Let's just say the landlord wasn't very helpful and in the end the environmental health people installed little pots of delicious-tasting-to-mice poison in the attic apartment - euck!
I could have done with a Dashwood or a Freddie way back then...
Michelle :-)
Posted by: Michelle C at February 11, 2006 1:57 PM
OMG. I've been saying your name wrong for HOW LONG? *blush*
I finally figured out Alesia's. Now yours. Anyone else with pronunciation secrets??
Posted by: Amy at February 11, 2006 6:39 PM
When dh and I first started dating, I lived in a cute little 2 bedroom in the downtown area with 3 cats--Wacey, Murray, and Ananda. One morning I was in the bathroom and I heard something behind me. Turning around, I discovered that there was a RAT climbing up the shower curtain! I think the scream that emanated from my mouth was probably heard on Mars!! LOL! Of course the darn thing dropped down and darted into the spare bedroom which was full of boxes and whatnot.
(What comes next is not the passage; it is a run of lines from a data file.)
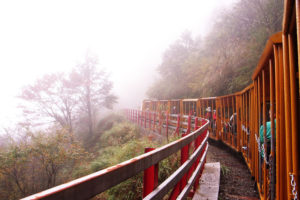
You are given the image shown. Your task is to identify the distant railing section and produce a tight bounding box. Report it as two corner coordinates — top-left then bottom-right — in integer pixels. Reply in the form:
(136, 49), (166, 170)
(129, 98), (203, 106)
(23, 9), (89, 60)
(124, 109), (209, 199)
(24, 110), (209, 200)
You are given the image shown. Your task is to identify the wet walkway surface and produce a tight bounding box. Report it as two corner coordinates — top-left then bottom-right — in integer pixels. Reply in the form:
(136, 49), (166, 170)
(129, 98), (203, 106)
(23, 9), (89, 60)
(206, 141), (259, 200)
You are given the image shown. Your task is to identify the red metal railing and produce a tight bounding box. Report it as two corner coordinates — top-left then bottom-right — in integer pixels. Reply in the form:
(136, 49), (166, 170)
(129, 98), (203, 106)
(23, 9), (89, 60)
(24, 110), (208, 200)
I think one of the funniest things I have ever seen was the sight of my future dh standing on the coffee table, shovel in hand, while looking frantically all around the room shouting "where is it?! Where is it?!" I, meanwhile, was on the floor with a broom--hmmm, does any one else see something wrong with this picture?!! To make a long story short, we were leaving for the weekend so I made sure that every door and cupboard was open before we left and upon our return we were rewarded with the dead remains of said rat laying on the floor in my bedroom. Can't say it was a great gift, but I did appreciate the gesture! The cats got a BIG bowl of tuna as a reward!!
Posted by: Sheri at February 11, 2006 8:05 PM
Oh my gosh, Lani, I think I'd die if I woke up to a mouse on my pillow! My former feline, Gizmo the Vicious Attack Cat, was adept at mauling humans but was pathetically afraid of mice. When I saw one scurry across the bedroom of my NYC apartment, I jumped on the bed, so did Gizmo. So I pushed him off the bed in the direction the mouse had run, thinking he'd follow, but he kept jumping back on the bed to cower behind me. I kept telling him cats are supposed to kill mice. Apparently he didn't get the memo.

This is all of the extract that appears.